Nella specie, quanto alla componente perequativo-compensativa dell’assegno (attesa la sperequazione reddituale tra gli ex coniugi), la Corte d’appello ha rilevato che nessuna delle parti risultava avere sacrificato il proprio percorso professionale onde consentire la crescita dell’altro coniuge ovvero risultava avere contribuito alla formazione “di un patrimonio familiare (inesistente)”.

La ricorrente deduce che non si sarebbe tenuto conto del “consistente capitale” da essa investito nella ristrutturazione della casa coniugale di proprietà esclusiva dell’ex marito.

Ora, dalla sentenza non risulta tale allegazione e in ricorso non si dice dove, come e quando tale documentazione sarebbe stata prodotta nel presente giudizio e solo nella memoria la ricorrente fa riferimento a documentazione (estratti conto corrente integrali del conto bancario comune delle parti) “prodotti in sede separativa” . Peraltro, questa Corte (Cass. 18749/2004) ha già affermato che “i bisogni della famiglia, al cui soddisfacimento i coniugi sono tenuti a norma dell’art. 143 c.c., non si esauriscono in quelli, minimi, al di sotto dei quali verrebbero in gioco la stessa comunione di vita e la stessa sopravvivenza del gruppo, ma possono avere, nei singoli contesti familiari, un contenuto più ampio, soprattutto in quelle situazioni caratterizzate da ampie e diffuse disponibilità patrimoniali dei coniugi, situazioni le quali sono anch’esse riconducibili alla logica della solidarietà coniugale” (nell’enunciare il principio, si è confermato la sentenza impugnata, la quale – esclusa la configurabilità, nella specie, di un mutuo endofamiliare – aveva ritenuto espressione di partecipazione alle esigenze dell’intero nucleo familiare, ai sensi della citata norma codicistica, il consistente intervento finanziario della moglie a titolo di concorso nelle spese relative alla ristrutturazione della casa di villeggiatura di proprietà del marito ma di uso familiare comune).
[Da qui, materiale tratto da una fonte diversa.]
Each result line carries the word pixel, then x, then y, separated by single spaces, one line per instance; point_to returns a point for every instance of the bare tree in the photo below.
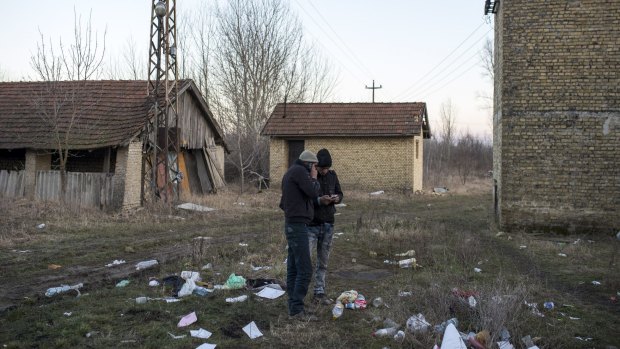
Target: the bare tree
pixel 61 105
pixel 259 59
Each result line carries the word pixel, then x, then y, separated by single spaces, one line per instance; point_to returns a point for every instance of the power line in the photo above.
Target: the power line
pixel 344 44
pixel 440 63
pixel 351 57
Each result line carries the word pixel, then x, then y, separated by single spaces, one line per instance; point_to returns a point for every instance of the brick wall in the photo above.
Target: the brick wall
pixel 128 176
pixel 368 163
pixel 35 161
pixel 557 115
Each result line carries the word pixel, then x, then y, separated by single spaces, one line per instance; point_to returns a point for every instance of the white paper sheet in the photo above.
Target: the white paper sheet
pixel 252 330
pixel 270 293
pixel 200 333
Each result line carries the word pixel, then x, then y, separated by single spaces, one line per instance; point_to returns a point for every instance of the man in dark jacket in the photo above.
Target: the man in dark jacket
pixel 300 190
pixel 321 229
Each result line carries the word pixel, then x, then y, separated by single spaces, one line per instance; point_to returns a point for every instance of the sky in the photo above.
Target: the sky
pixel 416 50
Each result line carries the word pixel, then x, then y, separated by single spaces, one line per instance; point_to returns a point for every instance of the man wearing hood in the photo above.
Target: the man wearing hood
pixel 321 229
pixel 300 191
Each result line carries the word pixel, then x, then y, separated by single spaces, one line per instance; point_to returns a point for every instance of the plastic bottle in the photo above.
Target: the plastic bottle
pixel 399 336
pixel 390 331
pixel 337 310
pixel 442 327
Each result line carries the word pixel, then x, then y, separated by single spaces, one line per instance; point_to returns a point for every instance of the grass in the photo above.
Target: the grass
pixel 451 235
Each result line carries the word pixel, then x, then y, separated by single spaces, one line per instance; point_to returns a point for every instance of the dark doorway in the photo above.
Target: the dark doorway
pixel 294 150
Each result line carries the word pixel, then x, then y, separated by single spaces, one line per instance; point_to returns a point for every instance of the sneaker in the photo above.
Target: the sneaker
pixel 303 316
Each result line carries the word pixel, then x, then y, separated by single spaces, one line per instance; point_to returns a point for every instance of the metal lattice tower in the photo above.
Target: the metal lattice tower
pixel 160 168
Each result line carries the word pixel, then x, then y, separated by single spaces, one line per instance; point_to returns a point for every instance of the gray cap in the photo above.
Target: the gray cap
pixel 308 156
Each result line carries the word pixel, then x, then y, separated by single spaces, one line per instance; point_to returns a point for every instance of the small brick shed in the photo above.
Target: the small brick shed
pixel 374 146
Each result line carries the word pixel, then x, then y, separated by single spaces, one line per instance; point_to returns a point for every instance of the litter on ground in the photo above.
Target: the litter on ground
pixel 200 333
pixel 188 319
pixel 252 330
pixel 194 207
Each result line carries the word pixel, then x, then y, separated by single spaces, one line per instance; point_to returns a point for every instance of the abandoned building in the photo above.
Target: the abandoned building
pixel 556 123
pixel 100 123
pixel 374 146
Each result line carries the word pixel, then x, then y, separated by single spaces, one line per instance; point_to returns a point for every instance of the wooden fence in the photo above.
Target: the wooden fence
pixel 83 189
pixel 11 183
E successivamente, si è precisato (Cass. 10927/2018) che “poiché durante il matrimonio ciascun coniuge è tenuto a contribuire alle esigenze della famiglia in misura proporzionale alle proprie sostanze, secondo quanto previsto dall’art. 143 c.c. e art. 316 bis c.c., comma 1, a seguito della separazione non sussiste il diritto al rimborso di un coniuge nei confronti dell’altro per le spese sostenute in modo indifferenziato per i bisogni della famiglia durante il matrimonio”.

Nella specie, comunque si deduce che ciò (il contributo nelle spese di ristrutturazione della casa di proprietà dell’ex coniuge) dovrebbe rilevare sotto l’aspetto del contributo richiesto per assolvere alla funzione perequativo-compensativa dell’assegno, ma la deduzione risulta generica ed aspecifica.

Sul piano delle condizioni patrimoniali delle parti e del criterio perequativo-compensativo, la Corte ha dunque operato una valutazione in fatto, motivata, sulla mancata rinuncia da parte di entrambi i coniugi ai propri percorsi professionali, né è dimostrato l’affermato contributo della ricorrente alla formazione del patrimonio familiare.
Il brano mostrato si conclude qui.